And now I’m back from the Morris Science March!

We had a good turnout of about 220 people (or 4.4% of the population of Morris). Percentage-wise, we probably had more representation than the big march in Washington DC.

We’d also coupled the march to our Undergraduate Research Symposium, which was also a major success.

Now all we have to do is keep pushing forward to get the Denialist-in-Chief out of office.


  1. chigau (違う) says

    I don’t know how many people were there, I’ll guess 300.
    It was +1°C with blowing snow, so not bad.

  2. slithey tove (twas brillig (stevem)) says

    Not official count, my impression of Boston attendance was at least a few thousand (include grains of salt as desired). Only listened to one of the several speakers. One of the cosmologists working a MIT, who searches for the oldest stars. She is also an immigrant from Germany and spoke eloquently about how imports are important: imports of people, imports of ideas, etc, We are all imports fundamentally, so there is absolutely no reason to inhibit imports from occurring. (with strong silent implications of the recent travel bans).
    There were many clever protest signs to accompany the event. one was in equation form “m a sqrt(16) (delta symbol)” translates to “force for change” [smart alek] also “alternative facts are sqrt(-1)” meaning “imaginary”
    all in all, quite a fun day.
    warning: do not reed 45’s tweet referring to Earth Day, liable to cause vomiting.

  3. says

    Just got back from the Houston march; I’m not good at estimating crowd sizes but it was huge (or maybe a should say “yuge”. Bigly.) Unfortunately I wasn’t able to get many pictures of the signs but some of my favorites were “Because you can’t pray this shit into space” (next to a picture of a rocket) and “Girls just want to have fun(ding for their research.)” Also a couple that I really identified with personally:”I hate misinformation more than I hate crowds” and “The situation is so dire even the introverts are marching.”

  4. KG says

    The march in Edinburgh was attended by at least 1,000 people (my estimate). There was a very welcome empnhsis on diversity, inclusiveness, and international collaboration. (Among other threats to science, in the UK, Brexit looms large, because of threats to make it harder for foreigners – EU or not – to work here, and the threat of losing EU funding.) Pictures here.
    Good placards:
    “What do we want?”
    “Evidence-based policy!”
    “When do we want it?”
    “After peer review!”

    When life gives you lemons,
    Construct a crude electrochemical battery

    as well as the more obvious “Evidence Trumps Lies”, etc.

  5. antigone10 says

    The St. Paul one was a pretty healthy size (10K according to Star Tribune, 50K according to Fox). I only stayed for the march (big crowds put me on edge) but I do think it was probably more than 10K. There was also the “Kids for Climate Change” march that morning.

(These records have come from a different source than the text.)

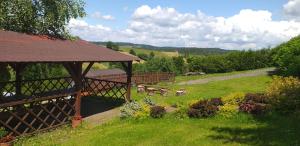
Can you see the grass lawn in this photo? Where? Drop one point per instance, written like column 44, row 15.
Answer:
column 156, row 53
column 241, row 129
column 209, row 90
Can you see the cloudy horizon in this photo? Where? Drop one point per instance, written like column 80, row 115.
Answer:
column 167, row 26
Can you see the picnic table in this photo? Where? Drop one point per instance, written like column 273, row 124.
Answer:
column 151, row 89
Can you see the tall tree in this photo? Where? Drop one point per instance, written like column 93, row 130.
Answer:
column 47, row 17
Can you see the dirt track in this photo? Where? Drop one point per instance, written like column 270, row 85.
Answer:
column 228, row 77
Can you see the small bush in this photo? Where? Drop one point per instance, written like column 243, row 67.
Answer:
column 234, row 98
column 284, row 93
column 3, row 132
column 228, row 110
column 135, row 110
column 253, row 108
column 157, row 111
column 202, row 108
column 216, row 101
column 148, row 101
column 256, row 98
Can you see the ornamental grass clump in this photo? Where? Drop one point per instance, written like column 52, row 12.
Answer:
column 231, row 104
column 134, row 109
column 255, row 103
column 202, row 109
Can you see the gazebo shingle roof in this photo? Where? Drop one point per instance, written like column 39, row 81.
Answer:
column 19, row 47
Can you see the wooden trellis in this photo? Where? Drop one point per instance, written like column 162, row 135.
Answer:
column 47, row 103
column 103, row 88
column 33, row 115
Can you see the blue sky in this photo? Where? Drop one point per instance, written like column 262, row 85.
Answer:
column 228, row 24
column 123, row 9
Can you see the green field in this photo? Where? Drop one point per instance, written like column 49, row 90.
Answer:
column 147, row 51
column 241, row 129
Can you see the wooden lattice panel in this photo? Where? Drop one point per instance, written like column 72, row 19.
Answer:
column 38, row 114
column 38, row 87
column 34, row 88
column 97, row 87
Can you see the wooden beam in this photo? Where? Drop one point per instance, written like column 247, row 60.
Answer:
column 70, row 68
column 125, row 66
column 87, row 69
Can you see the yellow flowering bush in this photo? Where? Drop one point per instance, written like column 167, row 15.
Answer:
column 228, row 110
column 144, row 112
column 284, row 93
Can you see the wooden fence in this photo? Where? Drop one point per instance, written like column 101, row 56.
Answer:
column 141, row 78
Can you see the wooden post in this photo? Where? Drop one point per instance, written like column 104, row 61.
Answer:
column 77, row 67
column 75, row 70
column 129, row 75
column 18, row 69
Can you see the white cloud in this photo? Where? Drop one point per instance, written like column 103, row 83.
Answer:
column 98, row 15
column 168, row 27
column 292, row 9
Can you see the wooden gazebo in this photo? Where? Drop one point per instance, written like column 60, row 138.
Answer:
column 28, row 106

    I was a little surprised by the number of families that came. It seemed like a parade more than a march.

  6. Pierce R. Butler says

    Several hundred turned out for the march in Gainesville (home of Univ of Florida); I never got to a vantage point suitable for counting.

    Since the event was organized by students, they apparently had little choice but to give the first and longest speaking spot to UF’s anti-environmentalist – and boring – veep for research. He got 15 minutes; the local school board member who spoke got 2.

    Some of my favorite signs: “Defiance for Science” and (worn by a dog): “Got Parvo? Me neither. Thanks, science!” Several marchers wore pink & yellow-gray knitted brain caps.

    Hemant Mehta also has a nice anthology of M4S signs.

  7. Kevin Karplus says

    Santa Cruz, CA had about 4000 marchers (about 7% of the population of the city). There were not as many college students as one might expect, but more children and retired people than most marches get.